Create a Continuous Thread of Efficiency
Types of Workflows
Establishing workflows is critically important to any organization. Workflows define the specific steps needed to complete a task, and typically identify the people, sequence, and timeframe that the steps must be executed. The value of workflows to an organization is that they eliminate redundant processes and activities and streamlines operations.
There are different types of workflows. Process workflows are utilized when a set of tasks is predictable and repetitive. Case workflows are used for items where the correct path isn’t known from the start and is instead, determined along the way. Project workflows are best used for keeping complex projects on track. Another type of workflow are event-driven workflows.
eyebase event-driven workflows
eyebase utilizes event-driven workflows. A common requirement of organizations is having the ability to identify specific "events" that trigger a workflow or decision in real-time. The rationale for event-driven workflows is that in practical use, people and external resources don't always follow a prescribed path. Contextual information must be considered and subsequent decisions must be based on knowledge, experience and even intuition.
Data-driven, adjustable flows and processes
Another reality of workflows is that data and digital assets may significantly influence a process or flow of tasks. Digital assets may go through multiple stages and stakeholders before reaching the final approval and publishing stage. One example of this type of workflow is a contract or a legal document. Everything that happens as a part of the workflow needs to be added or modified on the contract and the end result should be a contract that correctly captures all the data in the workflow including digital signatures
Notifications and alerts
eyebase automatically notifies and alerts users when their attention is required for a step in the workflow. Many workflow responses and decisions simply require notifying a user that an event has occurred that they must act on.

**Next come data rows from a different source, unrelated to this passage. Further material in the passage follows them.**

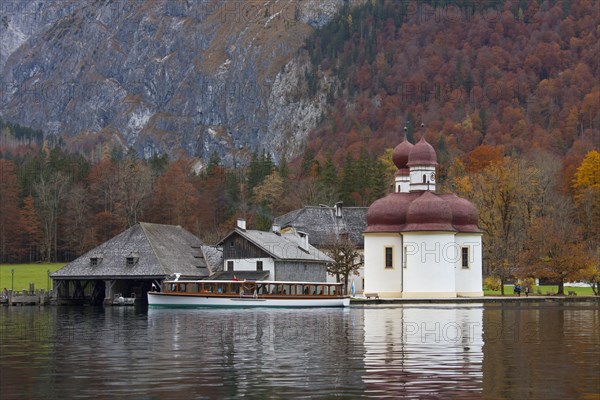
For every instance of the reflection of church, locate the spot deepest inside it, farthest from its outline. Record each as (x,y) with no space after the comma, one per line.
(419,243)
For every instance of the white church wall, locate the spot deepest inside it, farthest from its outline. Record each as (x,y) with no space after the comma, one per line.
(430,262)
(386,282)
(469,280)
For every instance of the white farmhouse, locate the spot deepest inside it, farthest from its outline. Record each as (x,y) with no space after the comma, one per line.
(418,243)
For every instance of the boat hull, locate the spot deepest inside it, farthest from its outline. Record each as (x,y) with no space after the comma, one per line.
(158,299)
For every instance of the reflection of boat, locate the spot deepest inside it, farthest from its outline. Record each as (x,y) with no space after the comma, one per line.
(208,293)
(119,300)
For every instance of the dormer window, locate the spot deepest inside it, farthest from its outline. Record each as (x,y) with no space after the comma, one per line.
(95,260)
(132,259)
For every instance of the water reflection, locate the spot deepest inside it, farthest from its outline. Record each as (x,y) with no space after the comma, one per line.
(424,350)
(410,351)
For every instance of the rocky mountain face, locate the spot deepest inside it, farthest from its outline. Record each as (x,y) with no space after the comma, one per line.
(164,76)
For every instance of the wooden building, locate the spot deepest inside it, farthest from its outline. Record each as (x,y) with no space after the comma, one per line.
(327,225)
(252,254)
(132,262)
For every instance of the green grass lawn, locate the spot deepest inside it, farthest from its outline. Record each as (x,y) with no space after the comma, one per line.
(27,273)
(508,290)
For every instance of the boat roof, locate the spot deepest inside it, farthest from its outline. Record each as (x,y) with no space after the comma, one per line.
(253,281)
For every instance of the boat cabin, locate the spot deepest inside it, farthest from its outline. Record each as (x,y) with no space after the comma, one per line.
(254,288)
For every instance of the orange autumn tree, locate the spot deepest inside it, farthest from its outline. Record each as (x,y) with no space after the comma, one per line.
(9,209)
(556,252)
(31,235)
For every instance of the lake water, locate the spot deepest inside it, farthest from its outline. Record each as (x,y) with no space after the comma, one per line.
(504,351)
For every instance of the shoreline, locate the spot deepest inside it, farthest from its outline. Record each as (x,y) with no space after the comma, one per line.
(468,300)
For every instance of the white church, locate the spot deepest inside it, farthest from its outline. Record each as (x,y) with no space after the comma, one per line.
(418,243)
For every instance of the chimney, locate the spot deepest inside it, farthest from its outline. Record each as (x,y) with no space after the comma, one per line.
(241,224)
(304,241)
(338,209)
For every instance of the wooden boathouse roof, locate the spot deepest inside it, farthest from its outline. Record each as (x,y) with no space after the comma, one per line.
(141,252)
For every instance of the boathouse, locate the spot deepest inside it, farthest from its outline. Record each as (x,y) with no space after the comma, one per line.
(132,262)
(261,255)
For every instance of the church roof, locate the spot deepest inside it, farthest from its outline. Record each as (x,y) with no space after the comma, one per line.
(422,153)
(422,211)
(400,154)
(154,250)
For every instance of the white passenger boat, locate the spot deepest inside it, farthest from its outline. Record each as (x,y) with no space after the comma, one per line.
(232,293)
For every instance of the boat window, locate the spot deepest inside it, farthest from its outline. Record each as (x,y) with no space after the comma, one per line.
(234,288)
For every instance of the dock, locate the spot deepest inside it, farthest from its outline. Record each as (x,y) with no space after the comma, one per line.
(471,300)
(25,297)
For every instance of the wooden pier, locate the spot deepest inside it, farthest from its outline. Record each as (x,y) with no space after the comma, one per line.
(26,297)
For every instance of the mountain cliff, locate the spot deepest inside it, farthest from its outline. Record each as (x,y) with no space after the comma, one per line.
(164,76)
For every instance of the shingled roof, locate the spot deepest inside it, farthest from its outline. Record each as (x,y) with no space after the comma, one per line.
(287,246)
(155,250)
(324,227)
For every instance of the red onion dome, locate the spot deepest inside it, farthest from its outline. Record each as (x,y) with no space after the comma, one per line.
(429,213)
(400,154)
(389,213)
(464,214)
(422,153)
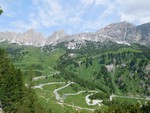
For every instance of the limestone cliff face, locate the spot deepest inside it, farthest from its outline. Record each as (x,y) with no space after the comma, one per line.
(122,33)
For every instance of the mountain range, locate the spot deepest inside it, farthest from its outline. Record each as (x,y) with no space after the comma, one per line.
(121,33)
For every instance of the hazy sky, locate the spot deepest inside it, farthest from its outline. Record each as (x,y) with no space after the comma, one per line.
(73,16)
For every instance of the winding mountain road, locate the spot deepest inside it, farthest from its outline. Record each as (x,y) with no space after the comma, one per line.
(131,97)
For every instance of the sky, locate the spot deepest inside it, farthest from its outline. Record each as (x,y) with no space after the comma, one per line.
(72,16)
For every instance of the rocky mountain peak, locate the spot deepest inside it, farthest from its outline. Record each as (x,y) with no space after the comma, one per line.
(56,36)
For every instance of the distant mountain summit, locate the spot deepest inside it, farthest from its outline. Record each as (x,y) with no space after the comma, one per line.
(30,37)
(122,33)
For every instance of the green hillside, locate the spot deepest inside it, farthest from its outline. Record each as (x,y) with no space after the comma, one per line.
(65,79)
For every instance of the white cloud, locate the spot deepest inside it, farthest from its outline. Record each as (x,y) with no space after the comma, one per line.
(134,10)
(87,1)
(96,2)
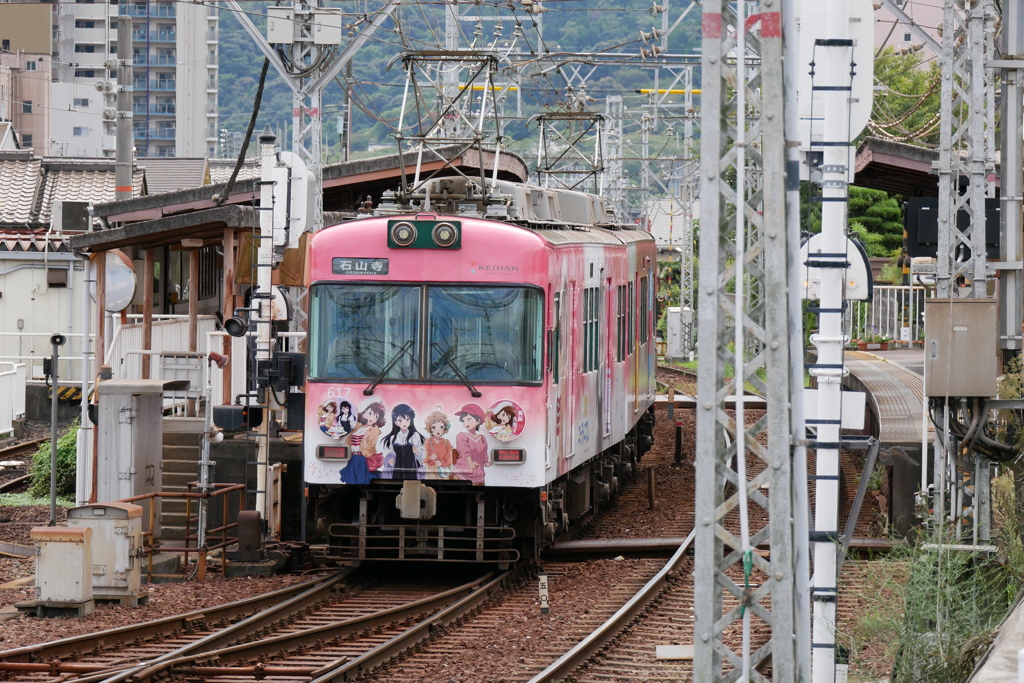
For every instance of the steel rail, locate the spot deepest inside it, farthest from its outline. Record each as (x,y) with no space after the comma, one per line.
(384,652)
(592,644)
(240,656)
(157,629)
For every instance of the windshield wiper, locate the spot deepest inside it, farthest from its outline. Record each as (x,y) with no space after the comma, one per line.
(369,391)
(445,356)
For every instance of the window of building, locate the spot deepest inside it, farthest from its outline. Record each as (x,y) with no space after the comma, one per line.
(207,272)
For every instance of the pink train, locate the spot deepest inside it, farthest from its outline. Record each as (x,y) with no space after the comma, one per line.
(480,374)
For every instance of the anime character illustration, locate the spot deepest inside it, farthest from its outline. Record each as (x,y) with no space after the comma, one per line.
(327,414)
(502,424)
(364,458)
(439,455)
(471,445)
(406,442)
(345,423)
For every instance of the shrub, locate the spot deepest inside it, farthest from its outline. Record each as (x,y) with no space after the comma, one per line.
(67,457)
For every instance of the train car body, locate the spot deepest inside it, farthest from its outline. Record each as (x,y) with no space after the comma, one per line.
(474,385)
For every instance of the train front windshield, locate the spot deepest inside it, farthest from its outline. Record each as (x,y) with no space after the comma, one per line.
(417,333)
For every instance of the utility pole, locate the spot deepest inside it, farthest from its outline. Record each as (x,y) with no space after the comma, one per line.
(742,249)
(122,170)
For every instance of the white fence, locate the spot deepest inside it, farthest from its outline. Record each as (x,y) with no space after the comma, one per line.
(12,379)
(896,312)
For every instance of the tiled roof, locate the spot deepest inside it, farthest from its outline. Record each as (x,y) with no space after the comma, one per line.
(19,179)
(29,184)
(32,242)
(81,185)
(166,174)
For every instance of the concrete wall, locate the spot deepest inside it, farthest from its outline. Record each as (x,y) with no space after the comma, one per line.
(42,309)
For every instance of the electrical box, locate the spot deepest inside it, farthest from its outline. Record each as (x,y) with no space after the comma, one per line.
(280,25)
(62,565)
(679,329)
(131,440)
(961,347)
(117,546)
(327,27)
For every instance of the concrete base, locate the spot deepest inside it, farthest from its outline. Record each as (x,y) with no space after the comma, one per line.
(264,568)
(125,600)
(56,608)
(1000,662)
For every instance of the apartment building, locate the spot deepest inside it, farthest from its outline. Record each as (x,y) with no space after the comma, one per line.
(26,74)
(174,54)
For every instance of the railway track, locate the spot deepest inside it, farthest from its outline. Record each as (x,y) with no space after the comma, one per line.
(117,648)
(355,636)
(333,629)
(13,478)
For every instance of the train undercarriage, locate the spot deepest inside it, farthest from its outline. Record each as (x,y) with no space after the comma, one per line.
(453,521)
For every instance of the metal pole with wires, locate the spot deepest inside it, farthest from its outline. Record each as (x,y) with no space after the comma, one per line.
(56,341)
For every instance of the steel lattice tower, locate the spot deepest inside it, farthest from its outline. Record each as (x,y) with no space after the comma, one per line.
(742,275)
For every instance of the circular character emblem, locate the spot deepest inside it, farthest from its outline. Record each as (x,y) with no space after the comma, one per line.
(506,420)
(336,418)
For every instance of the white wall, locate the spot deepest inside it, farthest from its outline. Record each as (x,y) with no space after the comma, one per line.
(25,296)
(67,116)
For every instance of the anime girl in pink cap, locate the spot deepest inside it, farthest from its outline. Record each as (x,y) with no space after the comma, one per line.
(471,444)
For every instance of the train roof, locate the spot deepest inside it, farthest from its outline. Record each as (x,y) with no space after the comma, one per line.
(532,206)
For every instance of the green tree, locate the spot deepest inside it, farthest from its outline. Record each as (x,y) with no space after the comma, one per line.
(906,99)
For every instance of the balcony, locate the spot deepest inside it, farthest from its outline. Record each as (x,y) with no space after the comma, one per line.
(154,110)
(155,60)
(154,134)
(163,86)
(144,10)
(155,36)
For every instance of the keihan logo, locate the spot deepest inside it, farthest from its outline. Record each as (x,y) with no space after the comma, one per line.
(486,267)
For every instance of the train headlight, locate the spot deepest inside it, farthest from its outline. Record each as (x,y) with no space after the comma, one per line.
(444,235)
(424,231)
(403,233)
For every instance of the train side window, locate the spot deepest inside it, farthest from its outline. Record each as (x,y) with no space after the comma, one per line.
(591,308)
(644,312)
(631,318)
(621,323)
(554,342)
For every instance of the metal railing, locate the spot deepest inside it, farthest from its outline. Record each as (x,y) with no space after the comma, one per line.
(12,380)
(895,312)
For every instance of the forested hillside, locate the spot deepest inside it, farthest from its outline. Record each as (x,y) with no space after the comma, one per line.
(586,27)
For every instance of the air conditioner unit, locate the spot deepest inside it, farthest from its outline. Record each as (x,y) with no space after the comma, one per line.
(70,216)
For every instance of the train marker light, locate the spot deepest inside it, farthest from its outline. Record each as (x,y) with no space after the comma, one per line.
(403,233)
(509,456)
(332,452)
(444,235)
(424,233)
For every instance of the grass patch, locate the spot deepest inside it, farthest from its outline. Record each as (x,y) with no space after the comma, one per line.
(26,500)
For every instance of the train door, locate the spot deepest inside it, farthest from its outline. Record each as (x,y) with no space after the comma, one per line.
(557,391)
(570,376)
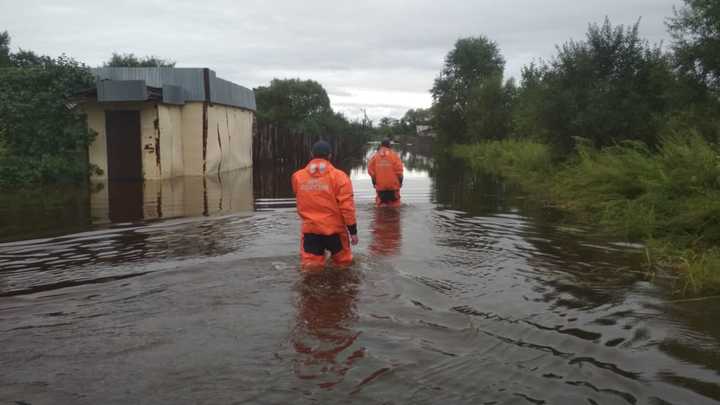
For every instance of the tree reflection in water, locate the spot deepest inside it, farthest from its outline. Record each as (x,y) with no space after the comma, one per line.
(386,232)
(324,334)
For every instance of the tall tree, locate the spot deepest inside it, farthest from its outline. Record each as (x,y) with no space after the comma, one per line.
(302,105)
(473,64)
(130,60)
(696,32)
(613,86)
(4,49)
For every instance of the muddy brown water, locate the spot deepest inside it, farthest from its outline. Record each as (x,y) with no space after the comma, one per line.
(189,292)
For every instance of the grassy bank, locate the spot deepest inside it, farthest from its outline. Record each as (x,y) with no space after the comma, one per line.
(669,198)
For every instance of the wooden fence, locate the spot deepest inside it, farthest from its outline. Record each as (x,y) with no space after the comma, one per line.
(273,144)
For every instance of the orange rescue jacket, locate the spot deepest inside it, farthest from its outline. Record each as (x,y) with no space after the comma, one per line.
(324,198)
(386,169)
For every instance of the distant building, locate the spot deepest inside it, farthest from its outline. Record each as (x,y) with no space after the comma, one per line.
(425,131)
(159,123)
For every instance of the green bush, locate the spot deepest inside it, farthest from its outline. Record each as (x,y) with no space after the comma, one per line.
(43,138)
(669,197)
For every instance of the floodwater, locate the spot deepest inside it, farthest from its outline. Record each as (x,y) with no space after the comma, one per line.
(189,291)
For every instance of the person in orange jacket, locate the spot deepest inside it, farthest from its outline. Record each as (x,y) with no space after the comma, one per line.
(325,204)
(386,171)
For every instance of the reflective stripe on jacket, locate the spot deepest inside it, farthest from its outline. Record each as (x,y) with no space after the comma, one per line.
(324,198)
(386,168)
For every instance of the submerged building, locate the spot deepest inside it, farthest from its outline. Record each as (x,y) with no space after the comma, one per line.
(160,123)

For example, on one workflow step, the event can be that User 1 requests approval of a new record, and the response is that a notification is sent to User 2, the approver. On the next workflow step, the event can be that User 2 approves the record, and the response is that a notification is sent to User 3 to start a related processing of the approved record. For workflow steps that are about approval, each notification is tied to an approval entry. Some tasks are just FYI, and assignees don't need to do anything. Some examples of event notifications that can be configured in Eyebase include:
- Digital asset uploaded
- New content added to project folder
- New content added to a collection
- Content uploaded from mobile phone
- A process has started
- A process is completed
- Whenever a file, link, or folder is changed
- Import of ZIP file finished
- Review requested
- Approval requested
Workflows are typically not architected to solve the unpredictability of work. They rely on the fact that all potential paths can be mapped in advance and that there are a finite set of business rules that control all process flows.
A better approach for most organizations is for workflows to be event-driven; that is, specific events should trigger a workflow or decision in real-time. This approach is enabled within eyebase and provides the flexibility to identify events, configure triggers, and set notifications throughout the platform.